After Prof. McLaughlin became a witness in a sexual harassment complaint against a member of her department, the accused professor called for an investigation into Prof. McLaughlin herself. He stated that she has posted anonymous, derogatory tweets about colleagues. This probe stalled her promotion process for nearly a year and a half. The probe into Prof. McLaughlin was closed without any formal discipline, and soon after Prof. McLaughlin was finally approved for tenure by a committee of her own peers. The Dean of the Vanderbilt School of Medicine, Jeffrey Balser, then asked the committee to reconsider. Prof. McLaughlin’s promotion recommendation was ultimately reversed, putting her job at immediate risk.
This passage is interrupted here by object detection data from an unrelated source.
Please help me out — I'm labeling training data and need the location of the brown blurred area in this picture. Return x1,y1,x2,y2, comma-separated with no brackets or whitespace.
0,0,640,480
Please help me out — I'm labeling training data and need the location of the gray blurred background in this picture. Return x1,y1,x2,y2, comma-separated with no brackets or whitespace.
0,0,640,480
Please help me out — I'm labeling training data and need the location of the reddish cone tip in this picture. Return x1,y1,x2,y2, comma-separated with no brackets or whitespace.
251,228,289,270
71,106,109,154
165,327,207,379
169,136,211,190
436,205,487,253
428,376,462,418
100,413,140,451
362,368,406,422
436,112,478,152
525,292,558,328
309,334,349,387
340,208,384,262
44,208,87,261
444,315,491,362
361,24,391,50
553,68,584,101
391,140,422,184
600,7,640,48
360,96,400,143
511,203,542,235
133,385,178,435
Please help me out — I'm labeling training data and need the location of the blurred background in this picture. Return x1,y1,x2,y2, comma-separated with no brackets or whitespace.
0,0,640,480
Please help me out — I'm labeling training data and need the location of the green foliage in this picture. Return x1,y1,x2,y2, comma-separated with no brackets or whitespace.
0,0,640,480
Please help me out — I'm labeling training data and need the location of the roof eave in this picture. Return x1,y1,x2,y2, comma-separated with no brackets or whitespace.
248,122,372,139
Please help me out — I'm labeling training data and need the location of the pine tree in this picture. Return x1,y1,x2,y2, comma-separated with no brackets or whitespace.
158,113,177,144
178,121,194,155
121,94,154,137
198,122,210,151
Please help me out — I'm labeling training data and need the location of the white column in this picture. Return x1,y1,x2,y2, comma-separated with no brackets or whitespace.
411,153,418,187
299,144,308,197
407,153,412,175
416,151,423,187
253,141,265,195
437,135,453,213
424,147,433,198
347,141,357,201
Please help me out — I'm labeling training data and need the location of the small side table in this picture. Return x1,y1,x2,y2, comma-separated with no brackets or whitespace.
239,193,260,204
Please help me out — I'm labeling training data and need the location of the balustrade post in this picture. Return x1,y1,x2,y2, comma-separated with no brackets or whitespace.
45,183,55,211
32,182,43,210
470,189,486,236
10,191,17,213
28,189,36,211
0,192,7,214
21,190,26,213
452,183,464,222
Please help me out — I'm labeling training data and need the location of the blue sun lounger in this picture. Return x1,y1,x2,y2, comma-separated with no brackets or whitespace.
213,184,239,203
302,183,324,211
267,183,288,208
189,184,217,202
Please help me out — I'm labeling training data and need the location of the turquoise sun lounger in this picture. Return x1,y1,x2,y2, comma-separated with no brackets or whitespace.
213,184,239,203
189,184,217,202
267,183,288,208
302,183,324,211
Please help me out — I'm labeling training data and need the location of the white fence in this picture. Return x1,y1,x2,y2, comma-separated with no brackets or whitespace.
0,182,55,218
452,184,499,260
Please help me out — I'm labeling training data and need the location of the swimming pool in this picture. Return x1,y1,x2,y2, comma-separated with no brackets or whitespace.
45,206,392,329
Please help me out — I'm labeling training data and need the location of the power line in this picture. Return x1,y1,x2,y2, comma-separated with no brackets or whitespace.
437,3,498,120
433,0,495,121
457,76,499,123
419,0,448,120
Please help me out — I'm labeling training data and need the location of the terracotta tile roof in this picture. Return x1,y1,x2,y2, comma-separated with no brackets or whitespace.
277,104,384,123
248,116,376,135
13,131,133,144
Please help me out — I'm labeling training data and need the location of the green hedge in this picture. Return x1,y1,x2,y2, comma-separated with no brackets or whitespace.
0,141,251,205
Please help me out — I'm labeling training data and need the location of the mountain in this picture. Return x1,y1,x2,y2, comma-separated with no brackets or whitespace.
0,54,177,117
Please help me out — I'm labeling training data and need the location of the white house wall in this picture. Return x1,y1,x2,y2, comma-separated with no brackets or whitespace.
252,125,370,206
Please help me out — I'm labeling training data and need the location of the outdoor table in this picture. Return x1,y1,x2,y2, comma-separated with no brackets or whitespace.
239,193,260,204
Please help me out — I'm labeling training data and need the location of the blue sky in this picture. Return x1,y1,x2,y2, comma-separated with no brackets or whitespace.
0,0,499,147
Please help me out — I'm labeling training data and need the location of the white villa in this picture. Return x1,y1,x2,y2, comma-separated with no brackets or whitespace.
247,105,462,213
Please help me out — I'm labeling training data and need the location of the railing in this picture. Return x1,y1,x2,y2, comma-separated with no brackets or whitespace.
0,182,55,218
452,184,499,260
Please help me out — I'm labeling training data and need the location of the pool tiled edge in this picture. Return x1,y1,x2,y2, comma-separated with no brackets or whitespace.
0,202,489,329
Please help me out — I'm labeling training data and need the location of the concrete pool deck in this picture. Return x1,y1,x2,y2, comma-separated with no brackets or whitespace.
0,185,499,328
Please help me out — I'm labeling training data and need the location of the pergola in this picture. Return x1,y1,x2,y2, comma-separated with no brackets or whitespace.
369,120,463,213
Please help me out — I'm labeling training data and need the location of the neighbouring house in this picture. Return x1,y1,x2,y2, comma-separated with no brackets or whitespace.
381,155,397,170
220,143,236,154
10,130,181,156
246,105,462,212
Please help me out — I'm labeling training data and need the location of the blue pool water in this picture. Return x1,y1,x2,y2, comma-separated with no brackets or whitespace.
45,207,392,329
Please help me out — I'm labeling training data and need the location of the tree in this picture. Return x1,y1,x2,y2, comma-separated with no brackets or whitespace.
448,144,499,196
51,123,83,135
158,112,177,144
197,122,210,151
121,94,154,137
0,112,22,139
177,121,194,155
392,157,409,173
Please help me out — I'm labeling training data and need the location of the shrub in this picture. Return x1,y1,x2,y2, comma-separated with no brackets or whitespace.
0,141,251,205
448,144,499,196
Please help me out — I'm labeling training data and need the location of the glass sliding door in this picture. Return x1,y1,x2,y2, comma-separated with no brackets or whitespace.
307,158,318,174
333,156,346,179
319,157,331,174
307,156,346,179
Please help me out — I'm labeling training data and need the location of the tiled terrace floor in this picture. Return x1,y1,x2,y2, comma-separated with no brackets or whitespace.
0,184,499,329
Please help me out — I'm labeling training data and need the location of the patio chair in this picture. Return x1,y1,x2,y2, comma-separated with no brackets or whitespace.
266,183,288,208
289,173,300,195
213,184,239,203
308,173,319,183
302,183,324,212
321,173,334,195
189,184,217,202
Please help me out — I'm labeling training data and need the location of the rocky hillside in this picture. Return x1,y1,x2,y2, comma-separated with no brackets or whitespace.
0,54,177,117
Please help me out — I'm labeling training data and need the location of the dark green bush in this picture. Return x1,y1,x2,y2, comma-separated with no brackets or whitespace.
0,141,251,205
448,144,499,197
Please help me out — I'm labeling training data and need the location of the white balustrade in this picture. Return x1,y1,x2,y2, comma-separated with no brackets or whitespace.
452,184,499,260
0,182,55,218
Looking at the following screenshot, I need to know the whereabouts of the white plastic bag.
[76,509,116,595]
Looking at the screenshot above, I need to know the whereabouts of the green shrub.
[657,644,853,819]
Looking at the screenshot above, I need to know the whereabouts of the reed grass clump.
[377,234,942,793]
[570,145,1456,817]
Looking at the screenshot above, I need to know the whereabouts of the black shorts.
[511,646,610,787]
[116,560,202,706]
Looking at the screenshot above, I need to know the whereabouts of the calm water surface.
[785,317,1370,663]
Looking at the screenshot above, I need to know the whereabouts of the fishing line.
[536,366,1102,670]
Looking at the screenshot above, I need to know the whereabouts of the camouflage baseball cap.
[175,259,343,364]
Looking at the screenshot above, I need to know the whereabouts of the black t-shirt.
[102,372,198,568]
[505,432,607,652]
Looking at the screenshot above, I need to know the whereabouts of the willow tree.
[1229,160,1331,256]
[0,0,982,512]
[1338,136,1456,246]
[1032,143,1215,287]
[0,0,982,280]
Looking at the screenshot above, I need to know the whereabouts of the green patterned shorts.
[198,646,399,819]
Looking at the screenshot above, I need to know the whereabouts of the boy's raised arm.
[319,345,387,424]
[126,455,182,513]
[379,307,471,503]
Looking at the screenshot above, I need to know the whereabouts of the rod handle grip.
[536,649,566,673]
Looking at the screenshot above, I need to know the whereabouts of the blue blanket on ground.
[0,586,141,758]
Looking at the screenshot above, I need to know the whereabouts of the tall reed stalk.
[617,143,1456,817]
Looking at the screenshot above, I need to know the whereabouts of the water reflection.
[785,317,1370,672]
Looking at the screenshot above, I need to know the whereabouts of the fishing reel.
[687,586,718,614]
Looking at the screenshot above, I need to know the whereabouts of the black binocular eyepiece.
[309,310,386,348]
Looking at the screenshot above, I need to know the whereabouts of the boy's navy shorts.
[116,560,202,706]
The tenure process is the means by which a professor's contributions to the academic community recognize the scholarship, teaching, and service to their peers. When administrators pressure faculty to reverse their decision on tenure, they bring politics and fear into a process that should be objective and independent. Even the appearance of administrative interference strikes a blow against academic freedom and the expectation of scholarly independence.

As a professor of Physiology & Biophysics, I know that gender harassment is the norm in academic sciences. Women in my profession and students who aspire to join it are facing a culture of retaliation at every turn. BethAnn McLaughlin has challenged this culture at her own university and far beyond, evening winning the Disobedience Award for ethical, nonviolent civil disobedience. Her work has been an inspiration to me and other women in STEM across the country. BethAnn is every one of us.

Susan Wente, Interim Chancellor of Vanderbilt University, must support the continuation of Prof. McLaughlin as faculty. The impact of her decision will be felt by the nearly two thirds of women in academic sciences who have recently experienced sexual harassment and by those who support them. Prof. McLaughlin has embodied the values of fairness, accountability, and stewardship in her activism. Now we ask the Chancellor to adopt these values and allow her to keep her job.